Michigan Catholic Hospital Violated Obamacare Provision, ACLU Alleges
The ACLU said the hospital system’s ban on postpartum tubal ligations violated an Affordable Care Act provision because it discriminates on the basis of sex by “denying women a fundamental component of pregnancy- and childbirth-related care.”
A Flint-area Catholic hospital violated a provision of the Affordable Care Act (ACA) when it refused to perform a postpartum tubal ligation on a brain tumor patient last year, the American Civil Liberties Union (ACLU) and its Michigan affiliate alleged in a complaint filed Tuesday.
The complaint targets Ascension Health, which claims to be the largest Catholic health system in the world and the largest nonprofit health system in the United States.
The health system owns the Genesys Regional Medical Center in Grand Blanc, Michigan, which refused to perform the procedure on patient Jessica Mann last September. Genesys cited the Ethical and Religious Directives authored and enforced by the U.S. Conference of Catholic Bishops (USCCB) in refusing the procedure, according to the ACLU.
The ACLU said the hospital’s decision left Mann scrambling for a new doctor less than two months before her scheduled cesarean section. Mann had delivered her first two children and had a previous brain tumor removed at the same hospital.
“At a time when I should have been focused on getting ready to bring my baby into the world, I instead had to frantically search for a new doctor and a new hospital to get the care I needed to protect my life, because the local hospital where I had been a patient for fifteen years forbid it,” Mann said in a statement. “I don’t want other women to be turned away from hospitals that let their religious views trump their patients’ serious medical needs.”
The ACLU, in its complaint to the Office for Civil Rights under the U.S. Department of Health and Human Services (HHS), said the act violated the nondiscrimination provision of the ACA.
Section 1557, as the provision is known, prohibits discrimination on the basis of race, color, national origin, sex, age, or disability in certain health programs.
The ACLU said the hospital system’s ban on postpartum tubal ligations violated Section 1557 because the policy discriminates on the basis of sex by “denying women a fundamental component of pregnancy- and childbirth-related care.” The advocacy group said the hospital system violated the provision by “denying women, but not men, the medical standard of care, and subjecting women to a heightened risk of unintended pregnancy.”

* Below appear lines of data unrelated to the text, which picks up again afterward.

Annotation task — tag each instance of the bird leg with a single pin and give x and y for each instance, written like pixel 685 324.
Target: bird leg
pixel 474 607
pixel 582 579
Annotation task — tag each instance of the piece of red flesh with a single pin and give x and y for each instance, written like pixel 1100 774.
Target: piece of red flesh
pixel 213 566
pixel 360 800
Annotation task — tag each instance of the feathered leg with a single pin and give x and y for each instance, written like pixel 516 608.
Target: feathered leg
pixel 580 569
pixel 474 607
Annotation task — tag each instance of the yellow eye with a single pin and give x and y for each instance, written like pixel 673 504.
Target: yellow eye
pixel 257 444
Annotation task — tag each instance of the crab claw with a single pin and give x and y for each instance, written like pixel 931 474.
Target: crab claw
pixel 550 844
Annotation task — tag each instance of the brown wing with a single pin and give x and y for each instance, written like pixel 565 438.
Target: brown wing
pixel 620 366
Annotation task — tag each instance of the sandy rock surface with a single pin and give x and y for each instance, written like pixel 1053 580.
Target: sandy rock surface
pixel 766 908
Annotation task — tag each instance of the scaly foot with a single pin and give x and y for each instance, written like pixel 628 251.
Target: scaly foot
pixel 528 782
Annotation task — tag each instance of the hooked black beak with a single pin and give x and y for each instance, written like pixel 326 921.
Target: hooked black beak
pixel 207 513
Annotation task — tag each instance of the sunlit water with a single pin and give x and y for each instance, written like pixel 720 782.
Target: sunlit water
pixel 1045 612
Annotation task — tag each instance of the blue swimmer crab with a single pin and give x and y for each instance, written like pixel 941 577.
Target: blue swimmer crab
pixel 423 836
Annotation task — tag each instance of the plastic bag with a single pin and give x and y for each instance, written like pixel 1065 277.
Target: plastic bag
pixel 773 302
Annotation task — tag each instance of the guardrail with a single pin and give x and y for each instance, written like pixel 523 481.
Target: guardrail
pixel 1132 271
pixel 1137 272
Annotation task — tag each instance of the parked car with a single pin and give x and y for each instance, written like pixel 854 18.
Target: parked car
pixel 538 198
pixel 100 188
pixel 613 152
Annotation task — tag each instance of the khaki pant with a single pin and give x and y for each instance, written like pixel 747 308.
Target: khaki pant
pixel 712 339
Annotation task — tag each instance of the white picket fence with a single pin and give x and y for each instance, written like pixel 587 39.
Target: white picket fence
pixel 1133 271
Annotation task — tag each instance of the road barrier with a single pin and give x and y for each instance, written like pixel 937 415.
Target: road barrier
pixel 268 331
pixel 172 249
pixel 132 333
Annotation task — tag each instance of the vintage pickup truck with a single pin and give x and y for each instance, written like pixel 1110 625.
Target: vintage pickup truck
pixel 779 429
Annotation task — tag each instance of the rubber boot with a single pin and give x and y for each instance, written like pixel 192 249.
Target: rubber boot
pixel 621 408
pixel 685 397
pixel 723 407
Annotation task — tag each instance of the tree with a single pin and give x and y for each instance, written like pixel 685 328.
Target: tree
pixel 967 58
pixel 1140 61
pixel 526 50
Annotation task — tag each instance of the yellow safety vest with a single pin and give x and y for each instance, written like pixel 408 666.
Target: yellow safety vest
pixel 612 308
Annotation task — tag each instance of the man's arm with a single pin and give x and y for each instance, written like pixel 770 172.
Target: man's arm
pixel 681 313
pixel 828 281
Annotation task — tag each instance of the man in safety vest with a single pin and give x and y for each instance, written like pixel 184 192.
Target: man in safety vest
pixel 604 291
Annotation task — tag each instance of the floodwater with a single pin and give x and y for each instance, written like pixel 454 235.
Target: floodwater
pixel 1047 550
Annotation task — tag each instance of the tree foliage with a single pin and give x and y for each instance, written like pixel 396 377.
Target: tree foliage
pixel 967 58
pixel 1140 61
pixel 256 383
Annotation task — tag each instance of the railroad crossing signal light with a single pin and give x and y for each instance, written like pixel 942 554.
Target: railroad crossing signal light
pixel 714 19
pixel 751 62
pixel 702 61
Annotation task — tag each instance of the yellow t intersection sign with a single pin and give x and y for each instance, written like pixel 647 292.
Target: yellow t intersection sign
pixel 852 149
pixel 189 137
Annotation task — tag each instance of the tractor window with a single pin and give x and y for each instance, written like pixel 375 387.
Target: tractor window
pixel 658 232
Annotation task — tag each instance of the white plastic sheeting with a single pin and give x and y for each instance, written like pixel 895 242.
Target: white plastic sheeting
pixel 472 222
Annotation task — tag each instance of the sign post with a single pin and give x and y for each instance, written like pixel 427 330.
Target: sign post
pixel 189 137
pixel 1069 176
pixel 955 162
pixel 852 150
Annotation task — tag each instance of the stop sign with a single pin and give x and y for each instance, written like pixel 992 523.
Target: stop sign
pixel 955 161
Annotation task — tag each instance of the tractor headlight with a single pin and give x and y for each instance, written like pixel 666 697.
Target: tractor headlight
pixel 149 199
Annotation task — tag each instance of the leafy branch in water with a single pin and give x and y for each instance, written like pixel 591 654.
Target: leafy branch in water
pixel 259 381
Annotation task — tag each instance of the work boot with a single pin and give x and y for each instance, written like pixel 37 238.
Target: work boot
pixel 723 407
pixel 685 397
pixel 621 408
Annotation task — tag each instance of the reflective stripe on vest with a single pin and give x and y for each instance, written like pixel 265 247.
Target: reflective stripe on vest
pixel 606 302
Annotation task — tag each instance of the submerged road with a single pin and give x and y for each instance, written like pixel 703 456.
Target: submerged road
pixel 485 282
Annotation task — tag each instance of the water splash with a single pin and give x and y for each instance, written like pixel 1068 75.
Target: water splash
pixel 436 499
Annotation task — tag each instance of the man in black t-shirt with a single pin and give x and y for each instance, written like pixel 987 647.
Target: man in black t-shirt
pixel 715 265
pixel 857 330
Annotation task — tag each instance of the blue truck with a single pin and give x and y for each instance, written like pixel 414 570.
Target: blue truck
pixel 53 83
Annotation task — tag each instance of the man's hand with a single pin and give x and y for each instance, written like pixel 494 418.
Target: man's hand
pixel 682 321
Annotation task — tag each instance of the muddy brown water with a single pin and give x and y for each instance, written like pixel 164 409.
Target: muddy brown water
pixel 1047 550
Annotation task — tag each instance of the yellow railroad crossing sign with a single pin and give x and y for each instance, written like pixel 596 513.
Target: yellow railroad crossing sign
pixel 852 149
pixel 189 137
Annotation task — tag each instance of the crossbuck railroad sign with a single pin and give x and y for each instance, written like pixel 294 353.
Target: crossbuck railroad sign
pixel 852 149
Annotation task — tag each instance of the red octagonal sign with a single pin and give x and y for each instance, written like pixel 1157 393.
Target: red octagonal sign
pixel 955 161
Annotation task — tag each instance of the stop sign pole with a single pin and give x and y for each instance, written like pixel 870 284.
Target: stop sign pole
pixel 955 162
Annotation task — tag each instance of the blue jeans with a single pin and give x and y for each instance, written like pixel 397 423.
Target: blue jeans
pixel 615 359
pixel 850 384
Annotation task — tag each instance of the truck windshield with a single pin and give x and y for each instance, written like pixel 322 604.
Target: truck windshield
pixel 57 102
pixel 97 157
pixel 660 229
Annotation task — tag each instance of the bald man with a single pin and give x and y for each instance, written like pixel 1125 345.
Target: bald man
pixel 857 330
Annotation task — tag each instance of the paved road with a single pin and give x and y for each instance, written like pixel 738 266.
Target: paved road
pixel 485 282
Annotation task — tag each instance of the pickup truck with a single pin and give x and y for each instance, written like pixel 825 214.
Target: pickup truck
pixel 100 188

Mann, who had a pre-existing tumor, had been advised by maternal-fetal medicine specialist Dr. Ivana Vettraino to have a tubal ligation at the time of her scheduled c-section. Vettraino advised that, due to Mann’s brain tumor, another pregnancy would be life-threatening, according to the ACLU.
The American Congress of Obstetricians and Gynecologists considers the postpartum tubal ligation process to be a quick, low-risk procedure.
Vettraino, in a formal exception request made to the hospital, explained that anesthesia was a risk for Mann.
“To undergo a separate procedure requiring an additional episode of anesthesia when the tubal ligation can be performed with the anesthesia required for the cesarean delivery does not appear to make any sense in regard to patient safety,” Vettraino said.
The ACLU said Genesys waited more than three months to inform Mann’s doctor that the special request had been denied.
Dan Korobkin, deputy legal director at the ACLU of Michigan, noted in a recent statement that nearly one in four hospital beds in Michigan is owned by a Catholic hospital.
The ACLU said it had received complaints from other residents affected by Genesys’ tubal ligations ban and had sent a letter more than a year ago to the Michigan Department of Licensing and Regulatory Affairs, requesting an investigation “into the ban’s serious implications for women’s health.” No investigation was initiated.
In collaboration with MergerWatch, the ACLU highlighted the prevalence of Catholic hospitals and its effect on people seeking reproductive care in a report titled, “Health Care Denied.”
The report, released in May, found that one in six hospital beds in the United States is in a facility that complies with Catholic health directives.
In April, a month before the report was released, the 41,000-member California Medical Association (CMA) joined the ACLU in suing Dignity Health, a Catholic health system, for banning doctors from performing postpartum tubal ligations.
Dignity Health is California’s largest hospital system and recently made headlines for refusing on religious grounds to perform a hysterectomy on a transgender man.